Critically, outcomes are measurable. Tonnes moved, equipment availability, ore grade recovered and fuel consumed are all quantified, so the return on any system is verifiable rather than assumed.

What is actually deployed:

Autonomous haulage is the flagship application. Fleets of driverless trucks operate at scale in Australia's iron ore regions, in Chilean copper mines and elsewhere, controlled from operations centres that may be a thousand kilometres away.

Automated drilling and blasting, autonomous trains, and remote-operated underground equipment are similarly established, with underground operations particularly valuable because they remove people from the most dangerous environments.

Predictive maintenance is ubiquitous, using vibration, temperature, oil analysis and acoustic data to forecast failures before they occur.

Geological modelling and exploration targeting apply machine learning to seismic, geochemical and satellite data to identify prospective deposits, reducing the cost of exploration drilling.

Process optimisation in concentration and smelting adjusts operating parameters continuously to maximise recovery, and small percentage improvements translate into large sums at industrial scale.

Computer vision handles ore sorting, equipment inspection and safety monitoring, including detecting whether workers are in hazardous zones.

Where it happens:

Australia leads in autonomous scale, particularly in Western Australian iron ore.
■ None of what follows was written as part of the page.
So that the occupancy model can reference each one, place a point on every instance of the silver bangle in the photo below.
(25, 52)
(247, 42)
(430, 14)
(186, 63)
Chile and Peru lead in copper automation. Canada, South Africa and Sweden have deep expertise, South Africa in deep-level mining specifically and Sweden in automated underground operations.
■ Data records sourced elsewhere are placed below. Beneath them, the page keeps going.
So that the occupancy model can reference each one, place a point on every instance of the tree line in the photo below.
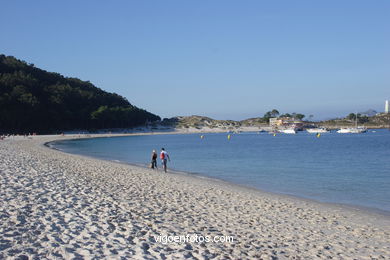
(34, 100)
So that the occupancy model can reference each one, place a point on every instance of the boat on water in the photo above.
(317, 130)
(352, 130)
(288, 131)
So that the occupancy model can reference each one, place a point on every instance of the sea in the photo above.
(350, 169)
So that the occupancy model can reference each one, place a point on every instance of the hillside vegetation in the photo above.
(34, 100)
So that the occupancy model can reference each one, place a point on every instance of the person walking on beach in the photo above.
(154, 160)
(164, 157)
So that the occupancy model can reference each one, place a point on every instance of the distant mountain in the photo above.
(370, 112)
(34, 100)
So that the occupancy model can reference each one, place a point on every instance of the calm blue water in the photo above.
(351, 169)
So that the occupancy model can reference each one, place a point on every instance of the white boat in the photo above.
(353, 130)
(317, 130)
(288, 131)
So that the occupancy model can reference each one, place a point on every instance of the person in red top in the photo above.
(154, 160)
(164, 156)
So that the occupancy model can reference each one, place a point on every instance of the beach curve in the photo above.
(63, 205)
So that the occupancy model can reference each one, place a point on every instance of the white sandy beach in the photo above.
(61, 206)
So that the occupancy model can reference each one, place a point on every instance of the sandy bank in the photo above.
(65, 206)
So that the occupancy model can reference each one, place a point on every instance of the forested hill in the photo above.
(34, 100)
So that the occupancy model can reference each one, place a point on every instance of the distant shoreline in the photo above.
(353, 207)
(79, 204)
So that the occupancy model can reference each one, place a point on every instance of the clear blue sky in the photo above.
(224, 59)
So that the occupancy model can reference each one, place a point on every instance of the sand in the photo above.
(61, 206)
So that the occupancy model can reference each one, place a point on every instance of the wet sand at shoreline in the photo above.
(62, 205)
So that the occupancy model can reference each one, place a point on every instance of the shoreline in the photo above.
(353, 207)
(61, 205)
The technology diffuses through international mining companies operating globally, which is why sophisticated systems appear in Zambia, the DRC, Mongolia and Kazakhstan even where domestic technology sectors are minimal.

The uncomfortable dimensions:

Automation reduces employment in regions where mining is often the principal formal employer, and the jobs that remain require different skills. This has produced genuine political friction in mining communities.

Mining also supplies the physical inputs for the AI build-out itself: copper for electrical infrastructure, cobalt and lithium for batteries, rare earths for electronics. The industry is both a user of AI and a supplier to it.

The human rights and environmental problems in parts of the supply chain, particularly artisanal cobalt mining, are not solved by automation, which happens in large industrial operations rather than in the informal sector where the worst conditions exist.

The lesson:

Mining demonstrates that AI delivers most where outcomes are measurable, environments are controlled, errors are recoverable and the economics are large enough to fund proper engineering.

Those conditions are less common than the enthusiasm around general-purpose AI suggests, and identifying them accurately is the difference between deployments that pay and pilots that quietly end.